Whereas carrying out metabolomics assays undoubtedly has multiple advantages, largely due to the quantity and diversity of metabolite coverage and the “untargeted approach,” it might not always be the preferred method for metabolite analysis. As in other technologies, increasing metabolite coverage decreases capabilities in terms of sensitivity and quantification (Sweetlove et al., 2003). Moreover, the capacity to accurately and unambiguously identify metabolites is reduced to a great extent (Fernie et al., 2011). In some cases, a particular section of the metabolic network consisting of several metabolites that are structurally or functionally/biologically related (e.g. carotenoids, vitamins, hormones, and amino acids) are of interest. In this view, one might choose to utilize the “metabolite profiling” approach in ChemoMetabolomics, in which defined, well-established procedures are used to extract, separate, detect, quantify, and identify the metabolites in a targeted manner (Gu et al., 2012).
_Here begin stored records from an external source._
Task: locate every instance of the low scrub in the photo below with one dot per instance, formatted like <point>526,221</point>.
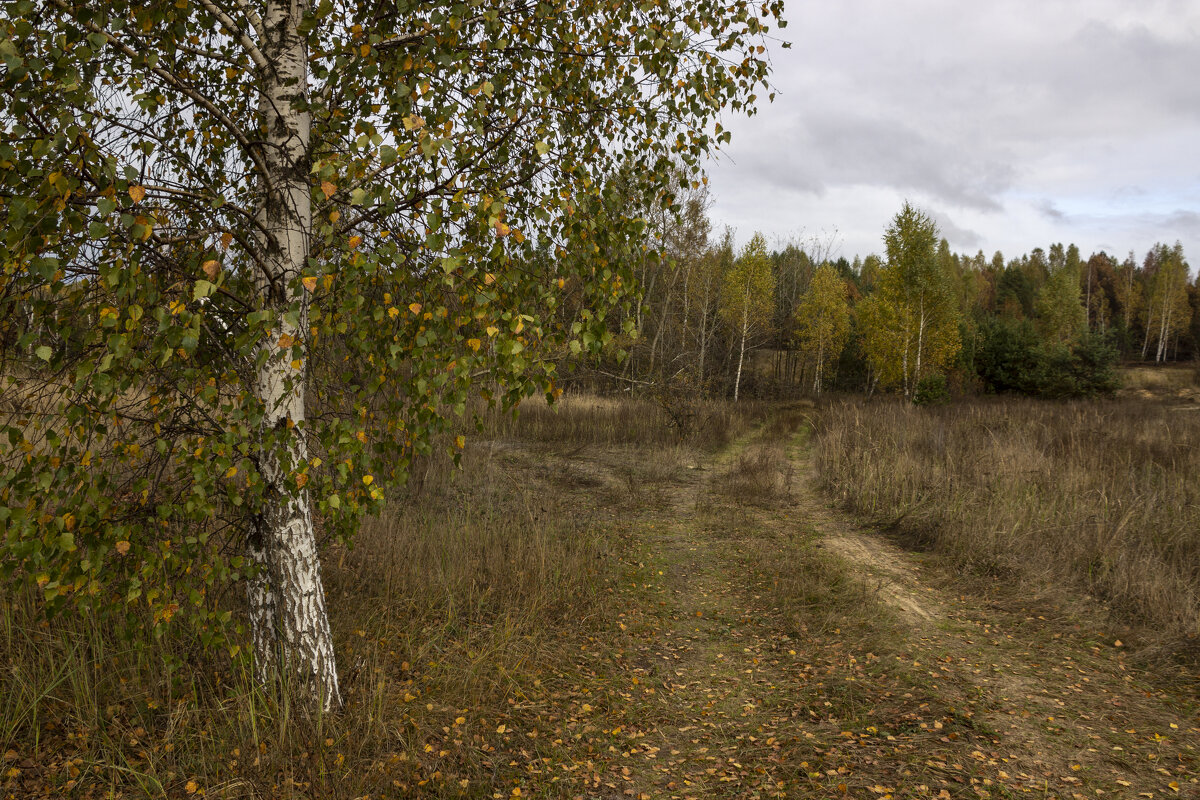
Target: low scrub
<point>1098,494</point>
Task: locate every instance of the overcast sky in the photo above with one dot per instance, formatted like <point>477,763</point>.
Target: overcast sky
<point>1014,122</point>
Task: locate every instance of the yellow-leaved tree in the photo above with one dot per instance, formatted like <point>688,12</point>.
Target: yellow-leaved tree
<point>911,323</point>
<point>822,319</point>
<point>748,296</point>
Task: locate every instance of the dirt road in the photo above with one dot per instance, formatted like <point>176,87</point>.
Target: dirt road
<point>769,645</point>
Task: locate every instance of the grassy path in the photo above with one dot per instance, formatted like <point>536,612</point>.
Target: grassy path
<point>767,647</point>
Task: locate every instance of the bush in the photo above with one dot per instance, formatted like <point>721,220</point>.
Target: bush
<point>1013,359</point>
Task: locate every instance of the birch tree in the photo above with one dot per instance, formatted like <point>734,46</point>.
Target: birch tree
<point>912,319</point>
<point>304,232</point>
<point>748,298</point>
<point>1168,310</point>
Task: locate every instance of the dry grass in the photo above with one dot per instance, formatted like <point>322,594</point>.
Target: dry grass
<point>1161,378</point>
<point>642,421</point>
<point>1101,495</point>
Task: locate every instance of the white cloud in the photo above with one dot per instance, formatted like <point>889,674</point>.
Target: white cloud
<point>1015,124</point>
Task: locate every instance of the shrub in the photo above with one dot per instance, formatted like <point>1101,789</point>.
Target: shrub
<point>931,390</point>
<point>1013,359</point>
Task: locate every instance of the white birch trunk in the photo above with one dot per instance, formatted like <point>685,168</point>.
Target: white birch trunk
<point>921,346</point>
<point>289,626</point>
<point>742,354</point>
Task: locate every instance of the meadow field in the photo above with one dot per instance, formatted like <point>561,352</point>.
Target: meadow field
<point>1098,497</point>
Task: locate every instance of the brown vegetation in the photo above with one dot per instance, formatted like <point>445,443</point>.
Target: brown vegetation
<point>1098,495</point>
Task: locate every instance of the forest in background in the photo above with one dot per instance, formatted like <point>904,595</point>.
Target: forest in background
<point>917,319</point>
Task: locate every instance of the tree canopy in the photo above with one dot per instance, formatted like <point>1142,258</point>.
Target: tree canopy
<point>257,253</point>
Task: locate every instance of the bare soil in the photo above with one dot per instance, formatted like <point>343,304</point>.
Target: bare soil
<point>897,679</point>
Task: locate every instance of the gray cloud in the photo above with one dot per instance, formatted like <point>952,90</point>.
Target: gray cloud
<point>1051,211</point>
<point>958,236</point>
<point>1027,120</point>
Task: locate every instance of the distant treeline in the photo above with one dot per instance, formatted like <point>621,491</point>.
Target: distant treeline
<point>918,319</point>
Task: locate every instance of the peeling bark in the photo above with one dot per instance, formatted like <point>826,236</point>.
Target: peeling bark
<point>289,626</point>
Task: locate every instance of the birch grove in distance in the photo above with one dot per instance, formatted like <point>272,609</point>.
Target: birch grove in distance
<point>258,253</point>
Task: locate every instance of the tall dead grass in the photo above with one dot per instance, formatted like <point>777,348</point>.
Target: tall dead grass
<point>642,421</point>
<point>468,590</point>
<point>1102,495</point>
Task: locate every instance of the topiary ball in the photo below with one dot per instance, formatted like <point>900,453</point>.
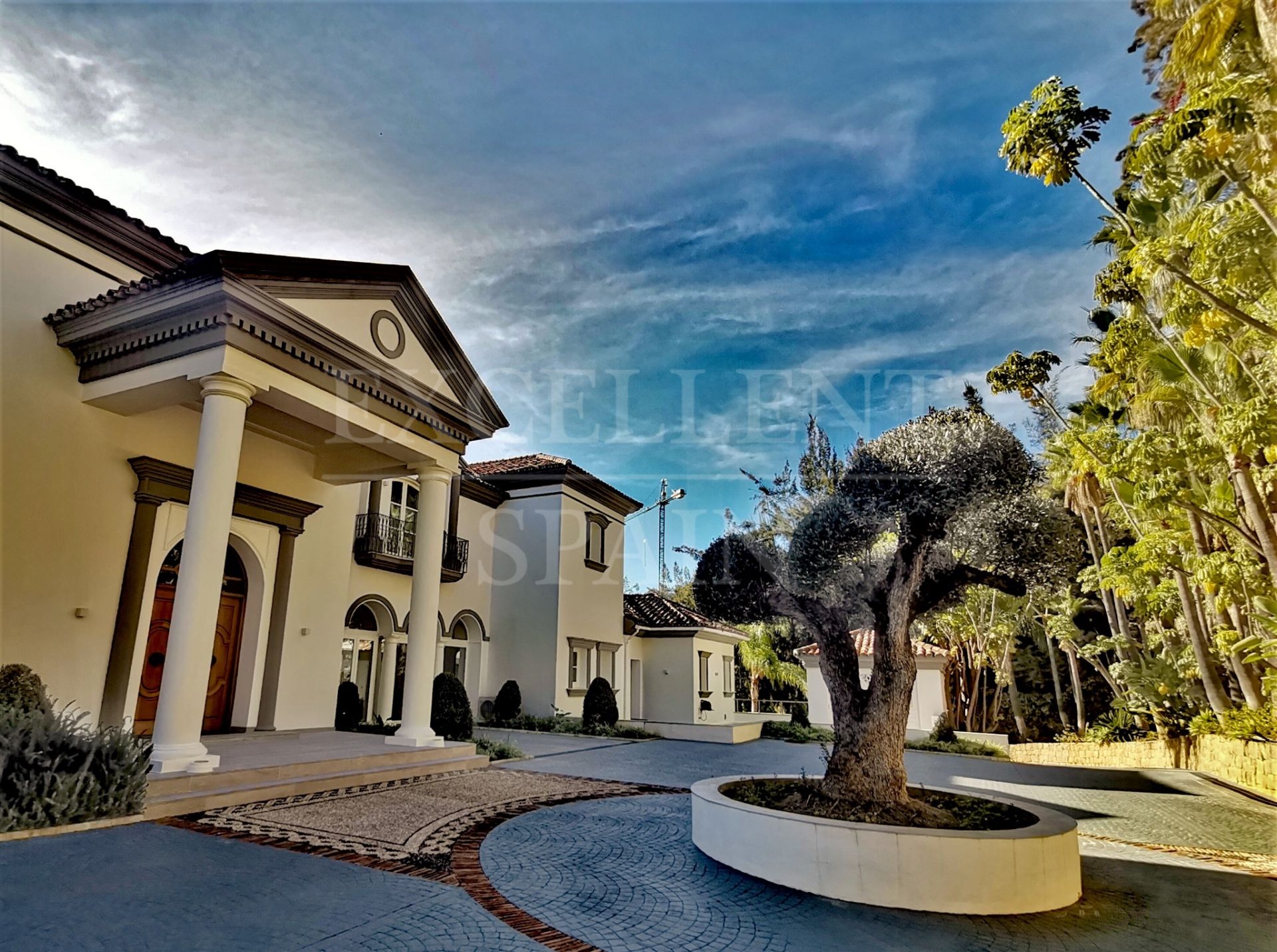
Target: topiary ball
<point>22,689</point>
<point>509,703</point>
<point>450,710</point>
<point>599,709</point>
An important part of data handling and quality control procedures includes attempts to identify the metabolic “fate” of the chemical used for treatment, and subsequently filtering out its derivatives, which in most cases form through endogenous metabolism and can be the primary cause of the metabolic phenotype observed. A next step in ChemoMetabolomics would consist of genetic screens to isolate mutants that are hypersensitive or resistant to the chemical of interest, which will facilitate the location of the component(s)/target(s). Another approach for identifying targets is analyzing the similarity between metabolic profiles obtained from genetic mutants to those obtained from ChemoMetabolomics, which will also allow for the identification of the target protein and pathway of a given chemical. The output of such experiments could also be integrated and mutually queried with additional data derived from various chemical screens at the developmental and cell biological levels. The generation and mining of such a compendium of data sets could be an excellent instrument to probe as yet undiscovered links between metabolic and developmental programs and to obtain a more detailed view of biological processes at the system level. Our labs have just recently initiated ChemoMetabolomics experiments with the most encouraging preliminary data. It is expected that once established, this concept will open new frontiers in metabolic studies by leveraging on the gradually vanishing boundary between chemistry and biology.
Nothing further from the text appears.